On November 6, 2009, President Obama signed H.R. 3548, The Worker, Homeownership, and Business Assistance Act of 2009. Under the legislation, certain businesses may elect to carry back federal net operating losses (NOLs) for up to five years for losses incurred in tax years beginning or ending in either 2008 or 2009 (at the election of the taxpayer), but not for both years. In this blog series, we address common questions regarding state tax consequences of carrying back a 2008 or 2009 loss.

Could state taxable income increase as a result of carrying back an NOL for federal purposes?

As odd as it sounds, a taxpayer might actually find that its state taxable income increases as a result of availing itself of the federal NOL carryback provisions. For example, if the taxpayer is permitted to take an IRC Section 199 deduction for “qualified production activities,” the taxpayer’s state taxable income could increase. The Section 199 deduction is limited to the lesser of (1) “qualified production activities income” and (2) a certain percentage of Line 30 (i.e., federal taxable income after application of NOLs and special deductions). Accordingly, if Line 30 income decreases (as a result of an NOL carryback), the Section 199 deduction may decrease.

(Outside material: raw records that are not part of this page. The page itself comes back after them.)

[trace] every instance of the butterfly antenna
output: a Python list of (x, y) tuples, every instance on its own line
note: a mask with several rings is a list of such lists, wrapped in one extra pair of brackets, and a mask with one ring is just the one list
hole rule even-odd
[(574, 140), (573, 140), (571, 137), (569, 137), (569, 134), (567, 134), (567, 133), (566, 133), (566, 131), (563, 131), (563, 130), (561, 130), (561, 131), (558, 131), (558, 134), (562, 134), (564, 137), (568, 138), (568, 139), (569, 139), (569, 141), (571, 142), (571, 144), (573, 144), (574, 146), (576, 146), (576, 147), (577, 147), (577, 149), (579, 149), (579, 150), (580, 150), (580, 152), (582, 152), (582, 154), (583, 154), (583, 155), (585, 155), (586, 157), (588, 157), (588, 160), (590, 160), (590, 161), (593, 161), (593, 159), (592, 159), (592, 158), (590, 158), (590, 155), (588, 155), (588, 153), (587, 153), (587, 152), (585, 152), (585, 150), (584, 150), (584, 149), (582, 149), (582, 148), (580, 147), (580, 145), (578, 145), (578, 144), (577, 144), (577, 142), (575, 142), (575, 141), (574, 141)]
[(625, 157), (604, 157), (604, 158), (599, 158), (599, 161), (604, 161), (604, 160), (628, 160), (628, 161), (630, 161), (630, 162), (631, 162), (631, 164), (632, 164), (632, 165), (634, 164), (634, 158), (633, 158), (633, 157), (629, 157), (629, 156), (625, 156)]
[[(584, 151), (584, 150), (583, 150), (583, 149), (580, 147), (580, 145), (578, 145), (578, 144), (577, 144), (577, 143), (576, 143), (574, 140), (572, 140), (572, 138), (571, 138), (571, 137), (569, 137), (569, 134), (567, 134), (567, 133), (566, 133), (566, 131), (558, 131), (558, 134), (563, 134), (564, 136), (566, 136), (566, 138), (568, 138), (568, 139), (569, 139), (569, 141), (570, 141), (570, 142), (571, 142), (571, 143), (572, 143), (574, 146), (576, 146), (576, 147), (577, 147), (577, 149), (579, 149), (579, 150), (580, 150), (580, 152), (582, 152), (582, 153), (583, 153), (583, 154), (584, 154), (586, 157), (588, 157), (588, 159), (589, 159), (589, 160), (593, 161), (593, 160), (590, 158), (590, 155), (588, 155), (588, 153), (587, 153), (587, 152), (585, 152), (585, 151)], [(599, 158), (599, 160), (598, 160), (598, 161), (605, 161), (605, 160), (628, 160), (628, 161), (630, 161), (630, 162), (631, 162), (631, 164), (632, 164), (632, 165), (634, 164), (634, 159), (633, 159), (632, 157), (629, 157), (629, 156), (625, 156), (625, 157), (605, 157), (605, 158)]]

The Section 199 deduction is generally allowed by a state simply by starting the computation of state taxable income with federal taxable income (either Line 28 or Line 30 of Form 1120) and not requiring the taxpayer to add back the deduction. When a Section 199 deduction decreases (due to application of the federal NOL carryback), federal taxable income increases. If a state does not require the Section 199 deduction to be added back, a taxpayer’s state taxable income (and ultimate state tax liability) could increase as a result of the decrease in the Section 199 deduction.